10. Commitments and Contingencies

        On October 3, 2003, we entered into a sale-leaseback transaction whereby we sold and leased back a facility located in Garden City, New York. The lease is classified as an operating lease. Net proceeds from the sale of the facility were $14.0 million and the cost and related accumulated depreciation of the facility of $9.5 million and $4.6 million, respectively, were removed from the Consolidated Balance Sheet at the time of sale. The gain realized on the sale of $9.1 million has been deferred and is being amortized over the 20-year lease term. As of May 31, 2014 and 2013, the unamortized balance of the deferred gain was approximately $4.3 million and $4.8 million, respectively, and is included in Other liabilities and deferred income on the Consolidated Balance Sheet.
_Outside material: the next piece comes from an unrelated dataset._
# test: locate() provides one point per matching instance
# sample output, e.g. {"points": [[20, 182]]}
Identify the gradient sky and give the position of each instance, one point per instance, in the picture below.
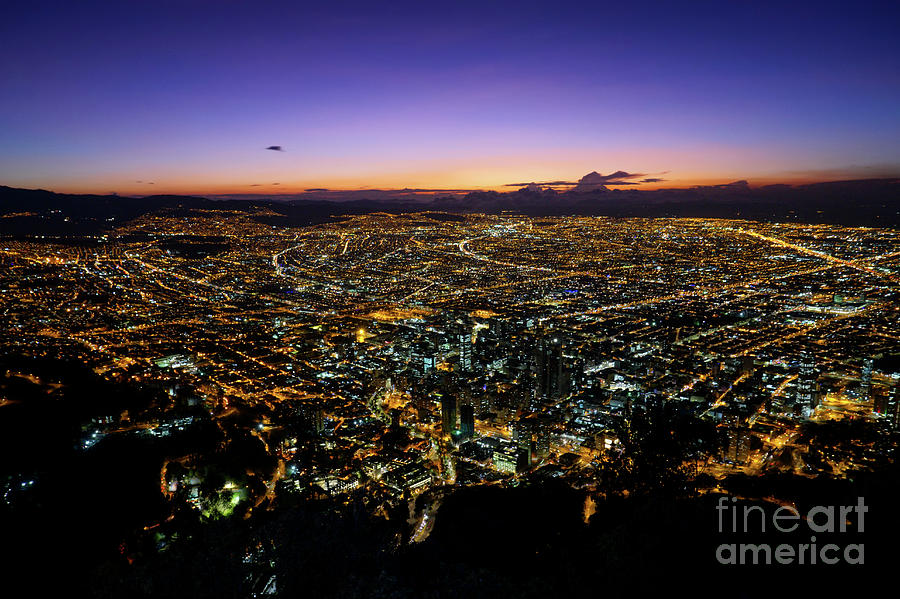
{"points": [[189, 93]]}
        In addition to the Garden City lease, we lease other facilities and equipment under agreements that are classified as operating leases that expire at various dates through 2034. Future minimum payments under all operating leases at May 31, 2014 are as follows:

Year
  Facilities and
Equipment
 

2015

  $ 27.1  

2016

    19.3  

2017

    13.3  

2018

    10.9  

2019

    9.3  

2020 and thereafter

    29.3  

        Rental expense for facilities and equipment during fiscal years 2014, 2013 and 2012 was $36.4 million, $35.2 million and $30.3 million, respectively.

        We enter into purchase obligations which arise in the ordinary course of business and represent a binding commitment to acquire inventory, including raw materials, parts and components, as well as equipment to support the operations of our business. The aggregate amount of purchase obligations due in each of the next five fiscal years is $236.4 million in 2015, $21.6 million in 2016, $0.6 million in 2017 and $0 in 2018 and 2019.

        We routinely issue letters of credit and performance bonds in the ordinary course of our business. These instruments are typically issued in conjunction with insurance contracts or other business requirements. The total of these instruments outstanding at May 31, 2014 was approximately $14.8 million.

        We are involved in various claims and legal actions, including environmental matters, arising in the ordinary course of business. In the opinion of management, the ultimate disposition of these matters will not have a material adverse effect on our consolidated financial condition or results of operations.